Ce sentiment est exacerbé par les sorties de God of War 3 et Heavy Rain, entre autres; puisque ces jeux ont montré une mise en scène de caméra particulièrement soignée, voir brillante. GoW3, qui reprend le même système que ses prédécesseurs, et donc le même que FFX, montre à quel point la maîtrise du développeur sur sa mise en scène emplifie l'immersion et la puissance narrative d'un titre. Et si on s'attarde quelques instants sur Heavy Rain, on peut tout à fait faire un parallèle avec la série des Resident Evil. Aujourd'hui la gestion de la caméra dans les RE s'apparente plus à celle d'un shooter, Capcom ayant abandonné sa mise en scène statique; mais si le développeur japonais s'inspirait de la mise en scène ingame d'un Heavy Rain, constitué de nombreux plans fixes et mobiles, la sauce prendrait immédiatement car l'outil se prête parfaitement au gameplay et à la narration des premiers RE. Et pour finir sur ces évolutions, il est intéressant de noter que pour Metal Gear Solid 4, Kojima a repris ce qu'il avait déjà entrepris sur MGS3: Subsistance, à savoir ouvrir l'environnement à une caméra mobile pour un plus grand confort du joueur. Un choix particulièrement sage compte tenu de l'orientation du jeu en terme de gameplay. 

Et c'est sans doute pour ça que j'ai intitulé ce billet "Les Feignasses de la Caméra", car comme l'ont souligné Santa Monica Studio, mettre en scène la caméra prend plus de temps et d'investissement "artistique" de la part du développeur, alors que la laisser au joueur est bien plus simple. Voilà pourquoi j'ai trop souvent le sentiment que le développeur me demande de faire son boulot, parce qu'il en avait tout simplement la flemme. Et c'est ce genre de mauvaises habitudes qu'on accepte sans y penser, et qui ne servent pas le média. On peut nous illuminer avec 50 minutes de cinématiques à tomber par terre, dotées d'une mise en scène ultra soignée... Mais on nous laisse la caméra les 10 heures restantes. Pour le coup c'est comme si on allait voir un film en performance capture, mais où chaque spectateur aurait une tablette dans les mains pour bouger lui-même la caméra de son propre écran. Pour moi c'est un manque de conscience artistique, lorsque ça n'a aucune justification (comme je le précise tout au long de ce billet). Qu'on puisse contrôler la caméra dans un shooter, c'est normal. Dans un Environnement ouvert qui se prête à l'exploration, je le comprends tout à fait. Mais lorsqu'on titre se veut linéaire pour maîtriser sa narration et sa mise en scène, alors là, donner la responsabilité de la caméra au joueur est à mon sens une idiotie. 
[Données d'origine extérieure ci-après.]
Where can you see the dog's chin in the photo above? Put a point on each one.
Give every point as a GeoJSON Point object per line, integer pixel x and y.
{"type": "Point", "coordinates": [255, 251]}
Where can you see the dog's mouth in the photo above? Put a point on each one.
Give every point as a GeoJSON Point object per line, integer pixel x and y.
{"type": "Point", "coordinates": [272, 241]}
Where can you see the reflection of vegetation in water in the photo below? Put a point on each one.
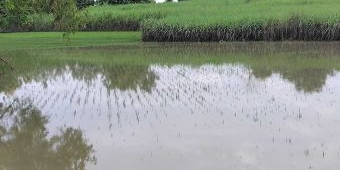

L'industrie vidéoludique a cet avantage insolent de n'avoir aucun soucis physique pour user de plans hallucinants dans ses oeuvres. Aujourd'hui grâce à la performance capture, l'industrie du cinéma se voit offrir ce même outil miraculeux, et entre les mains de grands réalisateurs comme Spielberg, Zemeckis, Cameron ou Jackson; cette technique a montré que sa seule limite vient du talent artistique et technique de son metteur en scène. Et c'est sans doute cela qui fait cruellement défaut à notre média, son manque flagrant de metteur en scène. Aujourd'hui la mise en scène des jeux se fait essentiellement via des scripts qui apparaissent "devant nous", ou bien par l'apparition d'une touche à l'écran pour que la caméra s'oriente automatiquement vers un évènement que le développeur veut nous montrer. On notera qu'on donne le choix au joueur d'assister ou non à un évènement narratif... Mais l'espoir d'assiter à plus de tentatives et d'investissement comme j'ai pu le voir sur un God of War, Heavy Rain ou le récent Uncharted 3 (tous des jeux Sony étonnemment) n'est pas mort; et j'espère le retrouver sur des titres qui s'y pretent comme Alan Wake, Final Fantasy ou Resident Evil.. Et tant d'autres!